I want to remind myself that how I look is just right, that I shouldn't get so wrapped up in body image, that beautiful is a state of mind.

Tuesday, January 04, 2005

I'm Afraid of Heights and I'm FLYING to Toronto!!!

My new years resolution for 2005: To overcome my fears.

I am afraid of heights. If I had to take a ferry ride when Matthew and Jonathan were small I would not sit by a window and let them lean on it. I was afraid that they would inadvertantly and tragically trigger a faulty seam that would come loose as they were leaning on it and they would fall to a cold icy death in the ocean below.

A few years ago I was travelling on the sky train across Vancouver and a mother was casually standing nearby while her toddler pushed and leaned on the closed sliding glass door of the train. If a mechanical error caused that door to open above the city the child would have shot down into the city in a split second. I sat in my seat hyperventilating, relieved when the train pulled to a stop and I was once again on solid ground.

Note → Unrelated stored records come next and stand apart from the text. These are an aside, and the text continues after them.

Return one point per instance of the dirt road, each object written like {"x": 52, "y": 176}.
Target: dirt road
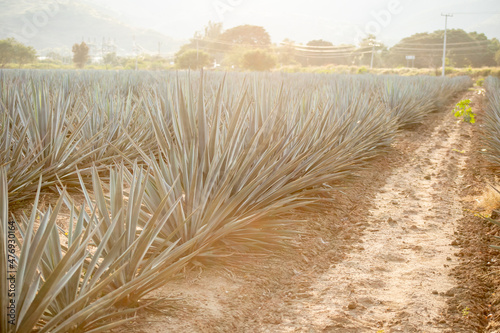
{"x": 379, "y": 260}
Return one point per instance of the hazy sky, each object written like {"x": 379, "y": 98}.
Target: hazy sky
{"x": 333, "y": 20}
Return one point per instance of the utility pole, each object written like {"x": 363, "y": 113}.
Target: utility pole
{"x": 444, "y": 44}
{"x": 373, "y": 43}
{"x": 136, "y": 49}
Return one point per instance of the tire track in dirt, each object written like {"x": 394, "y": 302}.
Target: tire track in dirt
{"x": 398, "y": 280}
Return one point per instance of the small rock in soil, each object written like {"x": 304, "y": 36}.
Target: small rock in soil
{"x": 450, "y": 293}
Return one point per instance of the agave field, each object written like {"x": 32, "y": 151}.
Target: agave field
{"x": 142, "y": 174}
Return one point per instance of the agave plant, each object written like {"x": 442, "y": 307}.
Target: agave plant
{"x": 174, "y": 167}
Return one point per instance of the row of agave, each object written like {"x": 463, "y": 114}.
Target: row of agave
{"x": 492, "y": 119}
{"x": 173, "y": 167}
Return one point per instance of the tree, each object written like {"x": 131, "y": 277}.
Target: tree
{"x": 193, "y": 59}
{"x": 6, "y": 51}
{"x": 463, "y": 49}
{"x": 12, "y": 51}
{"x": 247, "y": 35}
{"x": 258, "y": 60}
{"x": 286, "y": 52}
{"x": 80, "y": 54}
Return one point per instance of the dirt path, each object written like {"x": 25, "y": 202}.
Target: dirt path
{"x": 399, "y": 279}
{"x": 383, "y": 270}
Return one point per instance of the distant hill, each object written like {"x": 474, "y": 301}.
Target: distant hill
{"x": 57, "y": 25}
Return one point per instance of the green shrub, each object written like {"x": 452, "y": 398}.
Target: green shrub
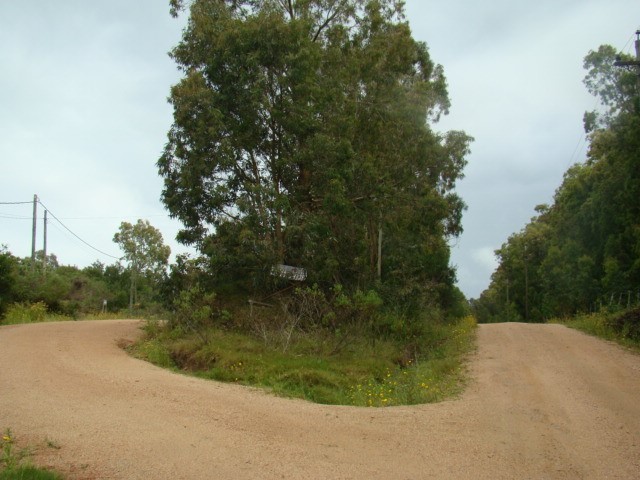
{"x": 25, "y": 313}
{"x": 626, "y": 324}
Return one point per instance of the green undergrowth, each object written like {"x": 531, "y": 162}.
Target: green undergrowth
{"x": 25, "y": 312}
{"x": 15, "y": 462}
{"x": 365, "y": 373}
{"x": 622, "y": 327}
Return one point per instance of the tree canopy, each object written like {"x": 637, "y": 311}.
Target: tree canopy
{"x": 144, "y": 249}
{"x": 301, "y": 136}
{"x": 584, "y": 249}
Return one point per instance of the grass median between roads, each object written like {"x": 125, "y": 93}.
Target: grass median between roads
{"x": 366, "y": 372}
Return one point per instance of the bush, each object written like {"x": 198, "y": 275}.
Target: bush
{"x": 626, "y": 324}
{"x": 25, "y": 313}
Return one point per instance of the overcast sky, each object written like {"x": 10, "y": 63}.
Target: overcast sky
{"x": 84, "y": 117}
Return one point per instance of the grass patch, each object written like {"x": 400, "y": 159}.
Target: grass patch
{"x": 15, "y": 465}
{"x": 365, "y": 373}
{"x": 620, "y": 327}
{"x": 19, "y": 313}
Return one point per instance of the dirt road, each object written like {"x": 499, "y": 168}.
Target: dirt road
{"x": 544, "y": 402}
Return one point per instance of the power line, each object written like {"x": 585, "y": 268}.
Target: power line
{"x": 75, "y": 235}
{"x": 13, "y": 217}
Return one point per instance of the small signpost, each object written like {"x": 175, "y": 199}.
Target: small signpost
{"x": 296, "y": 274}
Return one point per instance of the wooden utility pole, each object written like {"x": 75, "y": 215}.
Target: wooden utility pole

In March I am packing Eli across the country to visit my friend Irene in Ontario. I am going to travel by ferry to Vancouver, where I will take a city bus to the airport, where I will take a five hour flight on a new airline that prides itself in providing only the very basic neccessities of travel. There will be no free peanuts. I'm ok with that. But when James jokes that the airline saves money by hiring pilots-in-training I do not laugh. I am afraid of heights and I am going to be flying above the clouds with a three month old baby. But I am a free-spirited, independant woman with a craving for adventure. I can do this.
I won't be asking for a window seat!